Viewing Revision #10 from 2022-10-28 14:16 View Current

The system's target workload is machine-generated IoT data, particularly for operational analytics applications.[06][07][08][09]

History[09]

CradeDB started as a standalone project by Jodok Batlogg (who previously contributed to Open Source Initiative Vorarlberg), Christian Lutz, and Bern Dorn. The group, who ran a consulting business before that helped companies use tools for their data needs, turned that knowledge into a product. The team won Judge’s Choice at GigaOm Structure Launchpad competition in June 2014 and TechCrunch Discord Europe in October 2014.

The first version was released in September 2016 The second and enterprise versions released in May 2017.

Concurrency Control[10]

Optimistic Concurrency Control (OCC)

Optimistic concurrency control is implemented using rows’ sequence number (_seq_no) and primary term (_primary_term). Initially each row’s sequence number is 0, and is incremented with every INSERT/UPDATE/DELETE to its shard (partition of the table). The primary term is incremented when a shard becomes primary. When updating or deleting, the query must be done with the correct sequence number and primary term, otherwise no effect will take place. CrateDB does not support transactions.

Foreign Keys[11]

Not Supported

CrateDB does not support foreign keys.

Isolation Levels[12][13]

Read Uncommitted Read Committed Serializable Repeatable Read

CrateDB supports four isolation levels: READ UNCOMMITTED, READ COMMITTED, REPEATABLE READ, and SERIALIZABLE. The isolation level is specified in the begin statement as a transaction_mode.

Joins[14]

Nested Loop Join Hash Join

CrateDB supports two join algorithms: nested loop joins and block hash joins. By default the system uses nested loop joins. Block hash joins can only be applied on inner joins where the condition meets the following criteria: it contains at least one equal operator and no or operators and every argument of an equal operator can only reference fields from one relation. The hash join algorithm can be enabled or disabled explicitly.

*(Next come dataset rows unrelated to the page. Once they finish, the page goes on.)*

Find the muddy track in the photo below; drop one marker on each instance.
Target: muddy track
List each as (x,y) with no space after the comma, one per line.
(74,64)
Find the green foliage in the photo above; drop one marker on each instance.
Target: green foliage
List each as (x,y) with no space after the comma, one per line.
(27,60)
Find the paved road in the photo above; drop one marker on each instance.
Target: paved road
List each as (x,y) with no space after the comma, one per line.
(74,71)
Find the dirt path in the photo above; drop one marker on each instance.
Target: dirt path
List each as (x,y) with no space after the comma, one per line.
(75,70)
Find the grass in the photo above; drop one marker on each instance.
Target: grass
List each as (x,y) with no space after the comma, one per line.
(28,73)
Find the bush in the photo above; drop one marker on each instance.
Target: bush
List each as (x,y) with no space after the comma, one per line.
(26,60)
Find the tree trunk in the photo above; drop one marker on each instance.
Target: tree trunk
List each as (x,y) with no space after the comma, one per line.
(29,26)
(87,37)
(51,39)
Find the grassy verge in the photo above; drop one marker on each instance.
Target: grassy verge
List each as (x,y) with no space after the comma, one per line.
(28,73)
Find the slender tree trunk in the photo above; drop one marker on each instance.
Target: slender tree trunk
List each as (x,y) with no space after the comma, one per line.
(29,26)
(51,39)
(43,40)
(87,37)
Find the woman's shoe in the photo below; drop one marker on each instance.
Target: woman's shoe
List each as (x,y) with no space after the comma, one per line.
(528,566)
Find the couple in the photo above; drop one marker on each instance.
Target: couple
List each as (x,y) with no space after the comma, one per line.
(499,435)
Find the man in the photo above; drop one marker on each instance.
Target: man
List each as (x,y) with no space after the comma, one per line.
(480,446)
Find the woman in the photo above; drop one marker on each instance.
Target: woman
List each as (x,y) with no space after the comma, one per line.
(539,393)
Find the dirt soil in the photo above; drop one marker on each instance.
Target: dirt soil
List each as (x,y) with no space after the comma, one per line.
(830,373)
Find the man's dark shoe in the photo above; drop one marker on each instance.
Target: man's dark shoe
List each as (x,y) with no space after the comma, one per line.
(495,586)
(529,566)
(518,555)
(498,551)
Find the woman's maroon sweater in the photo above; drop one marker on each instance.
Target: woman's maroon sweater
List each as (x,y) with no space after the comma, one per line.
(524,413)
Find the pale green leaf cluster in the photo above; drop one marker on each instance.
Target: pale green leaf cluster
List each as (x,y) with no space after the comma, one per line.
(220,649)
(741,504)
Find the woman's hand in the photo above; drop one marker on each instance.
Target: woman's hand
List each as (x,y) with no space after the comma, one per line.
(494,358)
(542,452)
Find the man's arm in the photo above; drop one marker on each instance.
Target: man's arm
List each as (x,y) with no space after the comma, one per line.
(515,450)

The system supports cross joins, inner joins, and left/right/full outer joins, and its performance is limited when joining two or more tables (resulting in poor execution plans).

Logging[15][16][17][18]

Logical Logging

Each shard has its own write ahead log (called the translog), which gets flushed to the index storage of Lucene when the log is full. The translog stores records of the operations on nodes. Operations store metadata about the query that was executed (such as job_id and used_bytes). The job that corresponds to the given job id stores the actual query statement that was run.

Additionally, CrateDB supports application logging (with Log4j) and JVM garbage collection logging. Apache’s Log4J provides logging functionalities for Java. Crate DB uses JVM garbage collection logging to maintain garbage collection times.

Query Compilation[19]

Not Supported

Crate does not support query compilation.

Query Execution[20][21][22]

Materialized Model

Given an operation tree, CrateDB’s Job Execution Service will execute the given plan. Each operation will emit the entire (intermediate) result to other nodes, which will continue the query execution with the given result.

Query Interface[23][24][25]

SQL HTTP / REST Command-line / Shell

CrateDB can be queried with regular SQL. One way to query a table is through the CrateDB admin UI, in which the user can construct and view the results of a query. Another way is through CrateDB Shell (called Crash), which is their custom command-line shell. An HTTP endpoint is also provided for submitting queries; using HTTPie users can query using some endpoint, to which CrateDB will respond with JSON. There are also numerous third party client tools that will work with CrateDB. Since the system supports PostgreSQL wire protocol, most third party tools for PostgreSQL will also be compatible with CrateDB.

Storage Architecture[26]

Disk-oriented

CrateDB stores data on disk, which is retrieved and stored depending on the execution plan. The data is partitioned and stored across many nodes.

Storage Model[27][28]

Hybrid

CrateDB stores given data both in row and column store formats. Column store is enabled by default for primitive types (such as integers or booleans) and cannot be turned off. It is supported for a limited length of text data as well, but can be disabled. It is not supported for other types, specifically compound or geographic types.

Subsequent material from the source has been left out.